Theresa May hat in diesen endlosen Brexit-Monaten des Missvergnügens eine erstaunliche Standfestigkeit gezeigt. Ihre zähe Hartnäckigkeit ringt mittlerweile vielen Bewunderung ab, vor allem außerhalb Großbritanniens. Dass sie klein bei- oder schnell aufgäbe, hat der konservativen Premierministerin noch niemand vorgeworfen. Auf die Idee, sie für politisches Geschick und Weitblick zu loben, wäre allerdings auch noch keiner gekommen.
So ausdauernd die Marathonfrau in der Downing Street 10 sein mag, leider läuft sie nur noch im Kreis. May hat sicherlich einen der schwierigsten Jobs, der derzeit auf der Weltbühne zu vergeben ist. Ebenso außer Zweifel steht jedoch, wie wenig sie dieser Aufgabe gewachsen ist. Die Regierungschefin hat ihre Unfähigkeit, einen mehrheitsfähigen Brexit-Deal auszuhandeln, nachdrücklich unter Beweis gestellt. Vielleicht kann dieses Kunststück niemand mehr zuwege bringen. Eines jedoch steht fest: May ist dazu nicht in der Lage. Sie sollte deshalb möglichst bald aus freien Stücken den Vorsitz in Partei und Regierung zurücktreten, auch wenn sie am Mittwochabend den Misstrauensantrag der Opposition überstanden hat.

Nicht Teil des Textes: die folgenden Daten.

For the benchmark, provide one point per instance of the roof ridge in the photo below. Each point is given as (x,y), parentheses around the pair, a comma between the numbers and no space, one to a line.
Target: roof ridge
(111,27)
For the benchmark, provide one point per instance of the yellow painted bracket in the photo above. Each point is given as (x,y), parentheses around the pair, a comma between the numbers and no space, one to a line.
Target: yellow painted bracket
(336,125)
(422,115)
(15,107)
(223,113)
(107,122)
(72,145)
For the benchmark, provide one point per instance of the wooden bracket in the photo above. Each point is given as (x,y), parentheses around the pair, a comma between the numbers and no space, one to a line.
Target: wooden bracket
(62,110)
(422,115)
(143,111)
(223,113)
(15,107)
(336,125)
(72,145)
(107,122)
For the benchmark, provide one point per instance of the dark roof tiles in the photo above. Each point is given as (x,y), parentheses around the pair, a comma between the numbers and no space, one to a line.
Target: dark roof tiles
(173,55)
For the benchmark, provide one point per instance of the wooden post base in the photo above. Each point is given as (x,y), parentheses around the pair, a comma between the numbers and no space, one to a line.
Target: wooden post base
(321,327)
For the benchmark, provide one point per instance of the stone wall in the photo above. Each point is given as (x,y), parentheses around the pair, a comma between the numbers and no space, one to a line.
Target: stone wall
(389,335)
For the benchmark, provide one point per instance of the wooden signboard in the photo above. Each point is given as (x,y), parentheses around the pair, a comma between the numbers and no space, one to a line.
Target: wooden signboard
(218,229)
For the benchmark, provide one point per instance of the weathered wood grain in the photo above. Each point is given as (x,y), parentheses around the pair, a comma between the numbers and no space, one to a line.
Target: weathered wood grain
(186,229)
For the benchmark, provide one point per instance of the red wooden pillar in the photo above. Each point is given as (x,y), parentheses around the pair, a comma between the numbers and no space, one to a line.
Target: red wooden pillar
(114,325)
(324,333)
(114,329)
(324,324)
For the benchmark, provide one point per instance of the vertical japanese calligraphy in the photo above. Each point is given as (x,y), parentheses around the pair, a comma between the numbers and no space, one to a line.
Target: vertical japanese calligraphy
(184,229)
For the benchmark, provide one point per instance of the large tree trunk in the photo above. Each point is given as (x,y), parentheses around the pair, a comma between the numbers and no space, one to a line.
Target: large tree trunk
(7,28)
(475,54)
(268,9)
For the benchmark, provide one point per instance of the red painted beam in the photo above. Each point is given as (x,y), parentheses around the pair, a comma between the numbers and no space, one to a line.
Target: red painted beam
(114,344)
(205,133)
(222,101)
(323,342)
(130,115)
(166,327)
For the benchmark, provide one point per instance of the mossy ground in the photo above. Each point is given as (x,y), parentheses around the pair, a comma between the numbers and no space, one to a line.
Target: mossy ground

In ihrer Amtszeit reiht sich eine Fehlentscheidung an die andere, die erste fällte sie schon davor: Sie hätte den Premierposten, den Brexit-Befürworter wie Boris Johnson feige scheuten, nie annehmen dürfen. Die Pflichtbewusste überschätzte sich. Der ganze Prozess war falsch aufgesetzt. Tories aus dem Brexit-Lager hätten Verantwortung übernehmen müssen, nicht jemand wie May, die für den Verbleib in der EU plädiert hatte. Zu früh, nämlich bevor sie sich über ihre Strategie im Klaren war, aktivierte sie dann den EU-Ausstiegsartikel 50. Ab diesem Moment lief ihr die Zeit davon. Ohne Not legte May rote Linien fest und engte damit ihren Verhandlungsspielraum mit der EU selbst ein.
Fatal wirkten sich auch ihre innenpolitischen Rechenfehler aus. Ihre Eingebung, die Parlamentswahlen auf Juni 2017 vorzuziehen, endete mit einem Schuss ins Knie. Nach einem unterirdisch schlechten Wahlkampf Mays verloren die Tories ihre absolute Mehrheit und waren fortan auf die nordirische Democratic Unionist Party angewiesen. Das machte das Regieren nicht einfacher. In Demokratien liegt die Essenz des politischen Handwerks darin, Mehrheiten zu organisieren – in der eigenen Gesinnungsgemeinschaft oder, wenn es sein muss, über Parteigrenzen hinweg. Die Tory-Chefin ist da wie dort kläglich gescheitert. Mehr als 100 Abgeordnete aus den eigenen Reihen haben ihr bei der Abstimmung über den Brexit-Deal die Gefolgschaft verweigert; zu den Sozialdemokraten versuchte sie erst gar nicht den Brückenschlag, wiewohl dies unter deren alt-linkem Vorsitzenden, Jeremy Corbyn, zugegebenermaßen vermutlich ein uferloses Unterfangen wäre.
Große Koalitionen haben in Großbritannien keine Tradition, außer in Zeiten des Notstands wie während des Ersten und Zweiten Weltkriegs oder der Weltwirtschaftskrise. Jetzt droht wieder eine Krise. Eine Brexit-Koalition, so sinnvoll sie von der Ferne erscheint, wird wohl trotzdem nicht zustande kommen. Denn das könnte beide Großparteien spalten und zu einer Umwälzung des politischen Systems entlang der Brexit-Bruchlinien führen, die sich ja mitten durch die Tory-Partei und Labour ziehen.
Der Karren ist verfahren. May hat keine Mehrheit für ihren Brexit-Deal, hält aber am EU-Austrittsdatum fest, und die EU weigert sich, neu zu verhandeln. Wenn sich keiner bewegt, ist ein Crash, ein unkontrollierter Brexit ohne Abkommen, unvermeidlich. An den Plan B, den May am Montag vorlegen sollte, glauben nur Träumer. Sie hatte schon keinen funktionierenden Plan A.
May kann nur noch eine Karte ziehen, um Dynamik ins Spiel zu bringen. Mit ihrem Rücktritt. Dann eröffnen sich zumindest theoretisch Möglichkeiten für neue Mehrheits- und Verhandlungskonstellationen, dann gäbe es ein triftiges Argument, auf die Brexit-Stopptaste zu drücken, bis sich eine Nachfolgeregierung in London sortiert hat. Die Methode May hat nicht geklappt. Vielleicht gelingt es ohne sie auch nicht, einen glimpflichen Ausgang des Brexit-Dramas herbeizuführen. Doch es ist einen Versuch wert. Es ist eine letzte Chance.